Project description:Background:Sea vegetables are rich sources of nutrients as well as bioactive components that are linked to metabolic health improvement. Algal polysaccharides improve satiety and modulate gut microbiota while proteins, peptides, and phenolic fractions exert anti-inflammatory, antioxidant, and antidiabetic effects. Objective:We tested the hypothesis that dietary supplementation with either Pacific dulse (Palmaria mollis, red algae) or wakame (Undaria pinnatifida, brown algae) could remediate metabolic complications in high-fat diet-induced obesity. Methods:Individually caged C57BL/6J mice (n = 8) were fed ad libitum with either a low-fat diet (LFD), 10% kcal fat; high-fat diet (HFD), 60% kcal fat; HFD + 5% (wt:wt) dulse (HFD + D); or HFD + 5% (wt:wt) wakame (HFD + W) for 8 weeks. Food intake and weight gain were monitored weekly. Glucose tolerance, hepatic lipids, fecal lipids, and plasma markers were evaluated, and the gut microbiome composition was assessed. Results:Despite the tendency of higher food and caloric intake than the HFD (P = 0.04) group, the HFD + D group mice did not exhibit higher body weight, indicating lower food and caloric efficiency (P < 0.001). Sea vegetable supplementation reduced plasma monocyte chemotactic protein (MCP-1) (P < 0.001) and increased fecal lipid excretion (P < 0.001). Gut microbiome analysis showed that the HFD + D group had higher alpha-diversity than the HFD or LFD group, whereas beta-diversity analyses indicated that sea vegetable-supplemented HFD-fed mice (HFD + D and HFD + W groups) developed microbiome compositions more similar to those of the LFD-fed mice than those of the HFD-fed mice.

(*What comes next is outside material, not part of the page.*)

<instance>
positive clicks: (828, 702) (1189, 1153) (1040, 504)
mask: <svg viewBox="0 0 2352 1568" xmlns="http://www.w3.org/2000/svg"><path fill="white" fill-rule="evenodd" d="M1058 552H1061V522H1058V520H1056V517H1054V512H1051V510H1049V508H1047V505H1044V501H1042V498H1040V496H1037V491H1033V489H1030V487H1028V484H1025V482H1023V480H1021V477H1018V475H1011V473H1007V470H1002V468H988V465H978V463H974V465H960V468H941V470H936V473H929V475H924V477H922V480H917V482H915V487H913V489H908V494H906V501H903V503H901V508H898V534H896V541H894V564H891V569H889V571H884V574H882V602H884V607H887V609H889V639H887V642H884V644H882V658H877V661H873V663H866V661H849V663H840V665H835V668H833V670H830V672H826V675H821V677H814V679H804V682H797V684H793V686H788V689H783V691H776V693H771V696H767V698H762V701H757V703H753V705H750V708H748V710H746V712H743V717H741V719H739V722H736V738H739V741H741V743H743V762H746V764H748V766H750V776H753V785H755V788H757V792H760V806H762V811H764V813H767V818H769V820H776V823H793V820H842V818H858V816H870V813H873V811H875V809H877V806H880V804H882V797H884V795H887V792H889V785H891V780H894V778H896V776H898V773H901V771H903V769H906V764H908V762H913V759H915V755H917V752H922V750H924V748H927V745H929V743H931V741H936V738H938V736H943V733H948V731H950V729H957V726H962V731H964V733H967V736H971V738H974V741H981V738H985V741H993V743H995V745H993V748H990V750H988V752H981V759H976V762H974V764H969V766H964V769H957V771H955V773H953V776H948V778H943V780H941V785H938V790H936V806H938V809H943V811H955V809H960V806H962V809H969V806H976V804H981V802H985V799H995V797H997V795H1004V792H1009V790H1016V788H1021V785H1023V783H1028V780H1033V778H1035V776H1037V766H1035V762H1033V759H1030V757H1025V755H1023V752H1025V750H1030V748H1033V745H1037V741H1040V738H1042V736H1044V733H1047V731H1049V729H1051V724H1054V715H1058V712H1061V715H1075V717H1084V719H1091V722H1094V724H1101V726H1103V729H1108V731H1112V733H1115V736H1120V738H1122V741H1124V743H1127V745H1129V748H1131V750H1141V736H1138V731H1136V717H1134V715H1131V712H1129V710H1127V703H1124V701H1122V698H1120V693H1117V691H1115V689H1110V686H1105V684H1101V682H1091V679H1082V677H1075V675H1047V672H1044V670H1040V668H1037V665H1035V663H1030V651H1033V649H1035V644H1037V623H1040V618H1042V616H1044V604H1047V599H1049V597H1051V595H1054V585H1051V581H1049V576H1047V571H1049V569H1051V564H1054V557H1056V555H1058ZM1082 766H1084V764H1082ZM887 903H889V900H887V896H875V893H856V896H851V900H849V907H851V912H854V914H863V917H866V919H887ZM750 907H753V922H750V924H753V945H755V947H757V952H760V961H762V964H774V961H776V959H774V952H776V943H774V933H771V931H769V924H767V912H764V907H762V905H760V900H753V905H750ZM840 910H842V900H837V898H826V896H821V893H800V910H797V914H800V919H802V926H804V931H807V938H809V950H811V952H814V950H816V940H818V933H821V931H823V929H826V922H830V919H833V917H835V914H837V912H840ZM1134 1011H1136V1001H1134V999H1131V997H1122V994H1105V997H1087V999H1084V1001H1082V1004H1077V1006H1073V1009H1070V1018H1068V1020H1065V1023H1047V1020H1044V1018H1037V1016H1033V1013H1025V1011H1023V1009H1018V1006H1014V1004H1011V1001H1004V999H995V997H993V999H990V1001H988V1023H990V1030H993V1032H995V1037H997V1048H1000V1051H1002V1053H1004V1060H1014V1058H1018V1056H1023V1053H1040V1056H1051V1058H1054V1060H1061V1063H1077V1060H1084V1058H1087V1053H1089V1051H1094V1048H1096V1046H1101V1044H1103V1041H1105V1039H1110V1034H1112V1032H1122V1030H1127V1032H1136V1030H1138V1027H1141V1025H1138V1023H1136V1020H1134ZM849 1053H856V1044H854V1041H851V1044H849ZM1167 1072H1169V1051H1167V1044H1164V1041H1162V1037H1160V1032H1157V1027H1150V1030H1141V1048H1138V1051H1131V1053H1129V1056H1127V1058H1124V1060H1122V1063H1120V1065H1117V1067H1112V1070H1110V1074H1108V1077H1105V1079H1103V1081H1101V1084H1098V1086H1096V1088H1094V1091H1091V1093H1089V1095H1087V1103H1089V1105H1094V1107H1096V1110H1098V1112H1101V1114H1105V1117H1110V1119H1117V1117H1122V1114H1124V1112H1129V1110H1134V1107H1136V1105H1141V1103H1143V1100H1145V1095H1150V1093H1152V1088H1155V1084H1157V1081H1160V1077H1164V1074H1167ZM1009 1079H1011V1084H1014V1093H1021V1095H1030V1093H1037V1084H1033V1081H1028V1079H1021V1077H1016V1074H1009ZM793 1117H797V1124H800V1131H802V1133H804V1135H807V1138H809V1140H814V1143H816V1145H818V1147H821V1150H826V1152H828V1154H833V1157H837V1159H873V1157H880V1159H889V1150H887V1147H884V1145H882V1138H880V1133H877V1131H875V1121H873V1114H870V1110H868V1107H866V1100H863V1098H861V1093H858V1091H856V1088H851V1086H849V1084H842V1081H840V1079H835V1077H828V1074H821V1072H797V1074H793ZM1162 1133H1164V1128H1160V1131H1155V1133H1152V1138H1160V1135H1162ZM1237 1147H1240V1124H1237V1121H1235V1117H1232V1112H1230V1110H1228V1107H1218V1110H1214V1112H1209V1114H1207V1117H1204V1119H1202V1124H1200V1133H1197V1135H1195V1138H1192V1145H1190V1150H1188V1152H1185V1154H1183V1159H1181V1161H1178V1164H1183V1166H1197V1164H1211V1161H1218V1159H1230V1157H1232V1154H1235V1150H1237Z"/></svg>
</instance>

Conclusion:Sea vegetable supplementation showed protective effects against obesity-associated metabolic complications in C57BL/6J male mice by increasing lipid excretion, reducing systemic inflammatory marker, and mitigating gut microbiome alteration. While the obese phenotype development was not prevented, metabolic issues related to lipid absorption, inflammation, and gut microbial balance were improved, showing therapeutic promise and warranting eventual mechanistic elucidations.